Our base case is met, so let us consider a step. Suppose that our $t + 1$-st observation is a cooperation, then we have:

\begin{aligned} m_{t + 1,k} & = \frac{ m_{t,k+1} }{ m_{t,1} } \\ & = \frac{ c + d + 2 }{c + 1} \frac{(c + 1)(c + 2)...(c + k + 1)}{(c + d + 2)(c + d + 3)...(c + d + k + 2)} \\ & = \frac{(c + 2)...(c + k + 1)}{(c + d + 3)...(c + d + k + 2)} \\ & = \frac{((c + 1) + 1)((c + 1) + 2)...((c + 1) + k)}{((c + 1) + d + 2)((c + 1) + d + 3)...((c + 1) + d + k + 1)} \end{aligned}.

Where the last line is exactly what we expect: observing a cooperation at step $t+1$ means we have seen a total of $c + 1$ cooperations.

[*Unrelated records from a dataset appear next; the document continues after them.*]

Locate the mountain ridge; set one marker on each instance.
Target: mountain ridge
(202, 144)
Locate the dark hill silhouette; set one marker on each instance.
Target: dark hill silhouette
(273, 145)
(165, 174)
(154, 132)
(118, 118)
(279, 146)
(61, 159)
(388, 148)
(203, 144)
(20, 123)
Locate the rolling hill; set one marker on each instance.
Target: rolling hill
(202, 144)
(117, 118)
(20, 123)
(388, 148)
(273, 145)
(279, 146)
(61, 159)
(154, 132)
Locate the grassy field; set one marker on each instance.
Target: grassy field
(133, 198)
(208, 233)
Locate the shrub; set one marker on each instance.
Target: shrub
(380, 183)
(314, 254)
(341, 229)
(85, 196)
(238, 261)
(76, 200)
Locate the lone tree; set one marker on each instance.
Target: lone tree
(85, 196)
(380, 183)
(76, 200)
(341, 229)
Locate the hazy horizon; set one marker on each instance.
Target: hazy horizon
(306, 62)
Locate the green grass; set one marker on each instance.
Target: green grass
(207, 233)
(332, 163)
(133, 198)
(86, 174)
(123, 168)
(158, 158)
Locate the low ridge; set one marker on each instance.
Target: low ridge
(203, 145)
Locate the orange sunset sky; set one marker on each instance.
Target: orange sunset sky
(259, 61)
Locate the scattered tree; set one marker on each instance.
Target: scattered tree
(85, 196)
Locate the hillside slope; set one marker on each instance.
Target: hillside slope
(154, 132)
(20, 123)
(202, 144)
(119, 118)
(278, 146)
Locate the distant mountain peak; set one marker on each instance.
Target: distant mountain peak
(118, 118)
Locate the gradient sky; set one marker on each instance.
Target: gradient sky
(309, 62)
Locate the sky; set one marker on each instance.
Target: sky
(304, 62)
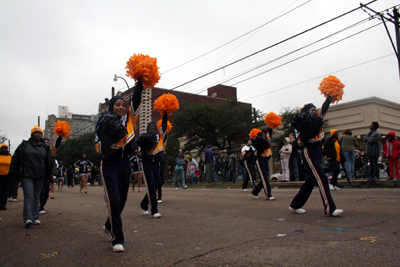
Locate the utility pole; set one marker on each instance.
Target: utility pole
(397, 31)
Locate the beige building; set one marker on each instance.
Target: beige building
(357, 116)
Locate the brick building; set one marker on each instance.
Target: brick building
(215, 95)
(79, 123)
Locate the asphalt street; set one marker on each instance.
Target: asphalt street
(209, 227)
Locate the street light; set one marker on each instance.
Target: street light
(116, 79)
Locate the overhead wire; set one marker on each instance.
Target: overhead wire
(255, 32)
(257, 52)
(237, 38)
(269, 47)
(285, 55)
(336, 42)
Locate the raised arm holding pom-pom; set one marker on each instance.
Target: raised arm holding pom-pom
(308, 126)
(115, 142)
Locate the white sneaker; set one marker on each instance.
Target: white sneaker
(145, 212)
(28, 223)
(118, 248)
(108, 233)
(336, 212)
(156, 215)
(300, 211)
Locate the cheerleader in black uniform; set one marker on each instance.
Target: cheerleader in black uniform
(151, 166)
(115, 135)
(137, 171)
(308, 128)
(263, 154)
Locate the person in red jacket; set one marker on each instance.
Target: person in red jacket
(391, 150)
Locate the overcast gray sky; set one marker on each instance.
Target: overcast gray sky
(66, 52)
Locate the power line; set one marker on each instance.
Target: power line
(280, 57)
(307, 54)
(266, 48)
(237, 38)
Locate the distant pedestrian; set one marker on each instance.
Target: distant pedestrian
(180, 170)
(137, 171)
(83, 164)
(70, 176)
(217, 167)
(349, 144)
(372, 150)
(333, 151)
(209, 162)
(249, 161)
(5, 180)
(232, 167)
(201, 168)
(263, 154)
(391, 150)
(245, 177)
(61, 173)
(192, 169)
(294, 158)
(35, 162)
(285, 153)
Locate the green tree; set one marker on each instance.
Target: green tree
(3, 138)
(72, 149)
(210, 124)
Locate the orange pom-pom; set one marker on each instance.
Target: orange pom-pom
(253, 133)
(331, 86)
(169, 126)
(166, 103)
(272, 120)
(143, 67)
(61, 128)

If we observe a defection on step $t + 1$, instead, then we have:

\begin{aligned} m_{t + 1,k} & = \frac{m_{t,k} - m_{t,k+1} }{1 - m_{t,1} } \\ & = \frac{ c + d + 2 }{d + 1} m_{t,k}( 1 - \frac{c + k + 1}{c + d + k + 2}) \\ & = \frac{ c + d + 2 }{d + 1} m_{t,k} \frac{d + 1}{c + d + k + 2} \\ & = \frac{(c + 1)(c + 2)...(c + k)}{(c + d + 3)...(c + d + k + 1)(c + d + k + 2)} \\ & = \frac{(c + 1)(c + 2)...(c + k)}{(c + (d + 1) + 2)(c + (d + 1) + 3)...(c + (d + 1) + k + 1)} \end{aligned}

Which is also exactly what we expect: observing a defection at step $t+1$ means we have seen a total of $d + 1$ defections. This completes our proof by induction, and means that our agents need to only store the number of cooperations and defections they have experienced.

I suspect the above theorem is taught in any first statistics course, unfortunately I’ve never had a stats class so I had to recreate the theorem here. If you know the name of this result then please leave it in the comments. For those that haven’t seen this before, I think it is nice to see explicitly how rationally estimating probabilities based on past data reduces to counting that data.

Our agents are then described by two numbers giving their genotype, and four for their mind. For the genotype, there is the values of $U$ and $V$ that mean that the agent thinks it is playing the following cooperate-defect game:

$\begin{pmatrix} 1 & U \\ V & 0 \end{pmatrix}$

For the agents’ mind, we have $n_{CC}, n_{CD}$ which is the number of cooperations and defections the agents saw after cooperation, and $n_{DC}, n_{DD}$ is the same following a defection. From these values and the theorem we just proved, the agent knows that $p = \frac{n_{CC} + 1}{n_{CC} + n_{CD} + 2}$ and $q = \frac{n_{DC} + 1}{n_{DC} + n_{DD} + 2}$. With these values, the agent can calculate the expected subjective utility of cooperating and defecting:

\begin{aligned} \text{Util}(C) & = p + (1 - p)U \\ \text{Util}(D) & = qV \end{aligned}

If $\text{Util}(C) > \text{Util}(D)$ then the agent will cooperate, otherwise — defect. This has a risk of locking an agent into one action forever, say cooperate, and then never having a chance to sample results for defection and thus never update $q$. To avoid this, we use the trembling-hand mechanism (or $\epsilon$-greedy reinforcement learning): with small probability $\epsilon$ the agent performs the opposite action of what it intended.

The above agent is rational with respect to its subjective state $U,V,p,q$ but could be acting irrationally with respect to the objective game $\begin{pmatrix}1 & X \\ Y & 0 \end{pmatrix}$ and proportion of cooperation $r$.